When we lived on the coast, we had a huge window seat -- it would sleep four adults comfortably, we always said -- facing west. The view was meadow, then trees, and beyond, the blue of the Pacific. No crashing surf, nothing truly dramatic, but the ocean was palpably there, in the distance.
In 2002, after I'd been quilting for about a year, I was moved to depict that view. I was still working fulltime, and the hours I got to spend on the window seat, reading for pleasure or just spacing out, were a measure of the degree to which my life was in balance, or not. Most of the time it was not.
I drew the landscape, simplified my drawing, figured out how to piece it, made a pattern and, using the commercial fabrics in my stash, went for it. I knew at the time it would be one in a series -- a series of two, perhaps, but a series nevertheless. The light outside that window was so remarkable, so changeable, that one "Timber Ridge" couldn't possibly define the view.
Three years later, I took a class from Ruth McDowell, and realized "I've already done this." My job in the workshop, I figured, was to complexify what I'd done. Hence, Timber Ridge 2. This one sat, unfinished, for more than a year while we got ready to move and, eventually, made the transition from the window seat house up to Portland. A week or so ago, after finishing the Flatirons commission (see below) -- another landscape quilt, but one that reflects what I've learned in the interim about value and curved piecing, among other things -- I exhumed TR2 and, in a two-day frenzy, quilted every blessed centimeter of it. This evening I sewed on the sleeve and, ta da, the label. So it's finished.

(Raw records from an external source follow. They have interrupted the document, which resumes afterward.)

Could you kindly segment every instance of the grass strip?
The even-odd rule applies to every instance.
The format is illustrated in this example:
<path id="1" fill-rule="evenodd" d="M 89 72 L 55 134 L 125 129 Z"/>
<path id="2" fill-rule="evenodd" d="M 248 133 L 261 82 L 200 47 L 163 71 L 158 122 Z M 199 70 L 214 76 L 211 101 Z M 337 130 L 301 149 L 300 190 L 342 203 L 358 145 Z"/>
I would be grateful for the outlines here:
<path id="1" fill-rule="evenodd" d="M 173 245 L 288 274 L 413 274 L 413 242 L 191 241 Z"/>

I actually think the earlier version is more successful, though this one is more of a tour de force, I suppose. TR1 feels more dynamic, somehow, and the double border, traditional as it is, adds balance and a sense of completion. Maybe I can still add some yellow... nah. Whatever. It's like Grandma Moses (i.e. naive primitive-ism) versus Over-Complexification, and guess who won? Well, that's a lesson, too.